Groq Raises $650M to Scale Its AI Inference Cloud and LPU Chips

AI chip and inference-cloud company Groq raised $650 million in a round led by Infinitum and Disruptive, fueling its bid to be the fast, low-cost alternative for running AI models. Founded by a former Google TPU architect, Groq builds its own Language Processing Unit silicon and sells inference as a service -- a vertically integrated play against both Nvidia and cloud incumbents.

$650M

Raised

Infinitum, Disruptive

Lead

LPU chips + inference cloud

Product

Ex-Google TPU architect

Founder Pedigree

Nvidia, cloud incumbents

Targets

Trace Cohen

Early-stage VC & angel · Founder, New York Venture Partners

June 26, 2026

2 min read

Groq has raised $650 million in a financing led by Infinitum and Disruptive, the company's latest infusion as it scales an AI inference business built on its own custom silicon. Groq designs Language Processing Units (LPUs), chips purpose-built for running -- not training -- AI models with very low latency, and pairs them with a cloud service that sells that speed directly to developers and enterprises.

The company's pitch is vertical integration: by owning both the chip and the cloud that runs it, Groq argues it can deliver tokens faster and cheaper than competitors stitching together Nvidia GPUs. Founded by Jonathan Ross, a former architect of Google's TPU, Groq has leaned into inference specifically -- the high-volume, latency-sensitive workload that is becoming the dominant share of AI compute as applications move from demos into production.

“It came the same week Baseten closed a $1.5 billion round at a $13 billion valuation, making two large inference bets in days.”

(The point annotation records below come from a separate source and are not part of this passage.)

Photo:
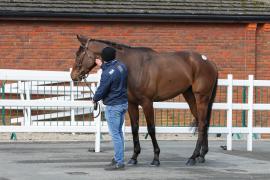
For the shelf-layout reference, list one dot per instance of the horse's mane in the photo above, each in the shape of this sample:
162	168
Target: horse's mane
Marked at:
119	46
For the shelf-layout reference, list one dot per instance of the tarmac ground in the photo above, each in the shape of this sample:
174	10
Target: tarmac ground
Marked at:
72	160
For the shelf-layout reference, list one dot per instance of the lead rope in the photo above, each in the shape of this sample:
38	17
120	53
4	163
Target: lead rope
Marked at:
96	104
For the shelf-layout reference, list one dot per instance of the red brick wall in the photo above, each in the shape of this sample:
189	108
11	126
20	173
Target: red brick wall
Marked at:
240	49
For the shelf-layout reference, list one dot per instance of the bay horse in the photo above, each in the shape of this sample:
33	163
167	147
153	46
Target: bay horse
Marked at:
155	76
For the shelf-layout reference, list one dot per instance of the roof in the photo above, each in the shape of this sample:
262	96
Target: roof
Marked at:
197	10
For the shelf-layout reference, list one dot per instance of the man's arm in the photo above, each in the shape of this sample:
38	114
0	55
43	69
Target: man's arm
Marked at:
103	89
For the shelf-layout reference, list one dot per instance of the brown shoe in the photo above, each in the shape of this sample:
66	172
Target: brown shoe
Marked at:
112	163
115	167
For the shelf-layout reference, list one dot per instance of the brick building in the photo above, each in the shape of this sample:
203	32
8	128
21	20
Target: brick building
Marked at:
235	34
41	34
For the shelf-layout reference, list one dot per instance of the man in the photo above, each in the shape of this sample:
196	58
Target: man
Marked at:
113	91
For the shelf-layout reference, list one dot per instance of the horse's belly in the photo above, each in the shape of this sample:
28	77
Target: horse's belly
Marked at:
171	88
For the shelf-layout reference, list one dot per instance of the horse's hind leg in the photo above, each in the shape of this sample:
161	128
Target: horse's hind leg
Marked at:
134	118
190	98
202	102
148	110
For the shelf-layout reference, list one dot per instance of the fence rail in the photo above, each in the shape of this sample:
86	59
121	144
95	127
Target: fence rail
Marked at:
64	100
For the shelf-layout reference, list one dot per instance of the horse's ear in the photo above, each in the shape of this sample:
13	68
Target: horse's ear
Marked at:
82	39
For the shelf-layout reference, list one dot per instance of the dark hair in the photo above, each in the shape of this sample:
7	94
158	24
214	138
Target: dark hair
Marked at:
108	54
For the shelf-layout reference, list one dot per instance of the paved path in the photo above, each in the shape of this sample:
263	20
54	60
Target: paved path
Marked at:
72	161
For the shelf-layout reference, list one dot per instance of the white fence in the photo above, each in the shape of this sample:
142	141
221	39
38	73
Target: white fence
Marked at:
30	123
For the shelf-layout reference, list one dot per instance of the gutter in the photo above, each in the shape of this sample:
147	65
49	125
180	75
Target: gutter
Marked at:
52	16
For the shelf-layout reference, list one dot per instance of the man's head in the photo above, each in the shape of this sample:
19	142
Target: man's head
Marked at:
108	54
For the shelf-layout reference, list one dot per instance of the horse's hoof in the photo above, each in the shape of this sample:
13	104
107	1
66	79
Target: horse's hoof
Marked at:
200	159
191	162
155	163
132	162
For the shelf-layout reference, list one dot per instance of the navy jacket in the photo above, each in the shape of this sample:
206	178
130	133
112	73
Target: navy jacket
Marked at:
113	84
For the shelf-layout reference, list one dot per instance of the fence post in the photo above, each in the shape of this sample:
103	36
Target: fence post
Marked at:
229	111
72	112
21	91
98	120
27	94
250	112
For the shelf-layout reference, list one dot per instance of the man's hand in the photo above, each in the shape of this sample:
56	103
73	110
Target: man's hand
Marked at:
95	104
98	62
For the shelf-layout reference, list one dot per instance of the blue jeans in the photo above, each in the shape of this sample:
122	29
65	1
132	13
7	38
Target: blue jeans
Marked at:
115	118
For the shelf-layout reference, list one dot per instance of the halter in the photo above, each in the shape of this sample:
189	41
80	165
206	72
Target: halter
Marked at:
79	64
85	48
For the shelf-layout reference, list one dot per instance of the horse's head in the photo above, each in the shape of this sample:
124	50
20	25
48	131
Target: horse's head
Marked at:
84	61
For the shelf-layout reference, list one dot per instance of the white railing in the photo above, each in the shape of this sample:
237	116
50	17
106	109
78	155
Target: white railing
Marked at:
71	126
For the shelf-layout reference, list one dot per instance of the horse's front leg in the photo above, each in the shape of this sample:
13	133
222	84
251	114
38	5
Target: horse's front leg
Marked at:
133	111
148	110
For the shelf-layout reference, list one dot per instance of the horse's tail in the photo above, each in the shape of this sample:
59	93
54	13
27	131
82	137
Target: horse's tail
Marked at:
210	105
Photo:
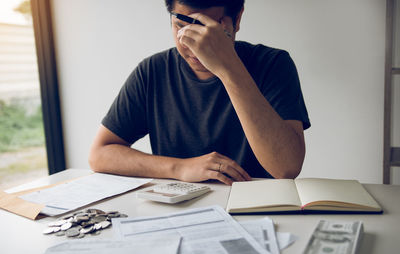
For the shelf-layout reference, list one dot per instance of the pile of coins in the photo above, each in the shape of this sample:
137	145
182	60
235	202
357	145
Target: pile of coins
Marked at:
90	221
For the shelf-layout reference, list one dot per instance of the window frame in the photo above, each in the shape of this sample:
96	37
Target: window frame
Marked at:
52	122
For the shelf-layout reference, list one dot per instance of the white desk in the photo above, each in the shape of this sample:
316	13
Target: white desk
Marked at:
382	232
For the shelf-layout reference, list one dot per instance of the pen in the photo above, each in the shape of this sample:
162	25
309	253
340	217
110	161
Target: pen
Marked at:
186	18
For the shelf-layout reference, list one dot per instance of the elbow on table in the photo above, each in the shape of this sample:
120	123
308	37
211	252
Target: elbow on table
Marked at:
285	172
95	161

The raise lands amid feverish investor appetite for the inference layer. It came the same week Baseten closed a $1.5 billion round at a $13 billion valuation, making two large inference bets in days. Together they signal that capital sees the serving of AI models -- regardless of which lab's model wins -- as a structurally growing market. Groq competes with Nvidia's GPU stack, the hyperscalers' inference offerings, and software-layer players like Together AI and Fireworks.

The broader context is the custom-silicon wave reshaping AI hardware. As OpenAI, Google, Amazon and others build their own accelerators to escape Nvidia's margins, Groq is the merchant version of that thesis -- offering specialized inference silicon to anyone, not just hyperscalers with the scale to design their own. Its edge has to be raw performance-per-dollar on real workloads.

The bear case is formidable competition and capital intensity: building chips and a cloud simultaneously is enormously expensive, and Groq must out-execute both Nvidia's ecosystem and well-funded software rivals. What to watch: Groq's deployed capacity and customer wins, independent benchmarks of its LPU performance versus GPUs, and whether the inference market consolidates around a few platforms or stays fragmented enough for a specialist to thrive.

“It came the same week Baseten closed a $1.5 billion round at a $13 billion valuation, making two large inference bets in days.”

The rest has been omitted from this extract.